Mi è capitato di discutere con una attivista vegana, animalista convinta, che sostiene Bolsonaro, ovvero uno che fino a ieri minacciava di uscire dagli accordi di Parigi sul clima e che, da un paio di giorni, ha dichiarato di poter anche decidere di accettarli, “a patto che venga garantita la sovranità brasiliana sulle terre indigene destinate ad essere sfruttate economicamente”.

Ovvero a patto che possa riprendere a disboscare l’Amazzonia.

E mi ha ricordato i tantissimi italiani che sostengono Salvini e il suo decreto sull’immigrazione.
Ovvero una legge che, eliminando di fatto la “protezione umanitaria”, di qui a poco taglierà migliaia di persone fuori dal circuito dell’accoglienza e creerà una mole enorme di nuovi irregolari (i “clandestini” che li spaventano tanto) senza diritti e senza nulla in mano.

Gente che probabilmente, per sopravvivere, in buona parte finirà per andare ad ingrossare le file della microcriminalità.

Anche perché non ci sono soldi per i rimpatri e, anche se si dovessero trovare, non esistono gli accordi con i paesi di provenienza.

Ma i leghisti, questo non lo sanno.
Oppure non lo capiscono.
A loro basta sapere che Salvini ha dato addosso ai ne*ri e sono tutti contenti.

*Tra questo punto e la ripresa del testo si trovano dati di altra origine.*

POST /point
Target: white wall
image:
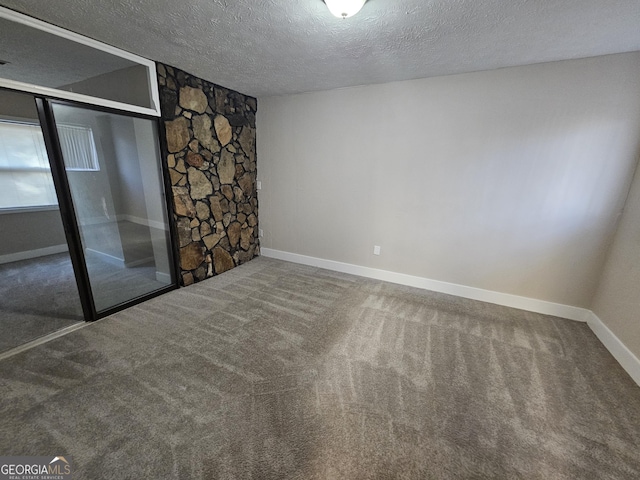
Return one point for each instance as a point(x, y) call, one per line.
point(617, 301)
point(508, 180)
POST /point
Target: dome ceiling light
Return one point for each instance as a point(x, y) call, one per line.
point(344, 8)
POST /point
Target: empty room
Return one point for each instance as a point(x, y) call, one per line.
point(320, 239)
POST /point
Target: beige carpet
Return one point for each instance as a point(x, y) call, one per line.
point(275, 370)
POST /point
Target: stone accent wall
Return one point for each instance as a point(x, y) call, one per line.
point(210, 151)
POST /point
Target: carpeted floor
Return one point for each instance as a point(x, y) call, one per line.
point(37, 297)
point(280, 371)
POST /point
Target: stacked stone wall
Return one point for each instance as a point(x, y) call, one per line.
point(211, 156)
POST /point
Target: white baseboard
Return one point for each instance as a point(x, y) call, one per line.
point(505, 299)
point(163, 277)
point(143, 221)
point(112, 259)
point(619, 350)
point(28, 254)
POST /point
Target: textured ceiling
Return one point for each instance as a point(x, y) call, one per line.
point(271, 47)
point(47, 60)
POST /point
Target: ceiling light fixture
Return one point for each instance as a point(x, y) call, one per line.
point(344, 8)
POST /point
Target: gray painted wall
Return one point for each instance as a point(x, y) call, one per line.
point(508, 180)
point(617, 302)
point(30, 231)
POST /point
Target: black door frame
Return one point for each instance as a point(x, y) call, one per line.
point(67, 210)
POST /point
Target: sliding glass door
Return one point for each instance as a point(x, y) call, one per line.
point(38, 290)
point(113, 175)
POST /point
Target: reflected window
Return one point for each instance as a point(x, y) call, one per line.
point(25, 175)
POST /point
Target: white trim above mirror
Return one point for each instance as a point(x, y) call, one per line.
point(84, 87)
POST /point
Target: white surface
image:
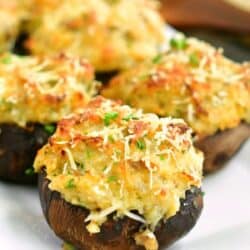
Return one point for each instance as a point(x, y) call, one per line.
point(224, 224)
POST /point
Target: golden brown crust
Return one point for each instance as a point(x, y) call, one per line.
point(67, 222)
point(100, 30)
point(114, 160)
point(43, 89)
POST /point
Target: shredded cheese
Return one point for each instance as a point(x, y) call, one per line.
point(43, 89)
point(125, 173)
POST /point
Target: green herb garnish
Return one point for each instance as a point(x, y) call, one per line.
point(110, 117)
point(112, 178)
point(157, 59)
point(29, 171)
point(178, 43)
point(140, 144)
point(50, 128)
point(194, 60)
point(70, 184)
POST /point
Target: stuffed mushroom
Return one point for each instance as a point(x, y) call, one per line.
point(35, 92)
point(193, 81)
point(115, 178)
point(112, 35)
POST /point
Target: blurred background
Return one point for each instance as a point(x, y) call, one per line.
point(224, 23)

Esattamente come l’attivista vegananimalara, che sostiene Bolsonaro non capendo che fine farà fare agli animaletti a cui lei tiene tanto.

Il problema è che dubito che tutte queste persone, quando vedranno i frutti di quello che hanno sostenuto, riusciranno a comprendere un nesso tra cause ed effetti.

Probabilmente incolperanno qualcun altro di ciò che vedranno accadere: la troika, i “poteri forti” (che ci stanno sempre bene perché nessuno sa bene cosa siano), Soros o le multinazionali.

Nel 1945, nessuno era mai stato fascista.
Nel 1993, nessuno aveva mai votato DC o PSI.
Nel 2017, la maggior parte degli ex elettori di Berlusconi e Renzi avevano votato M5S o Lega, indicando in chi aveva sostenuto Berlusconi e Renzi i responsabili del disastro attuale.

Presto, nessuno avrà mai votato Salvini o Di Maio, potete giurarci.

E la colpa dei disastri che avranno prodotto ovviamente sarà degli altri, mica loro, statene certi.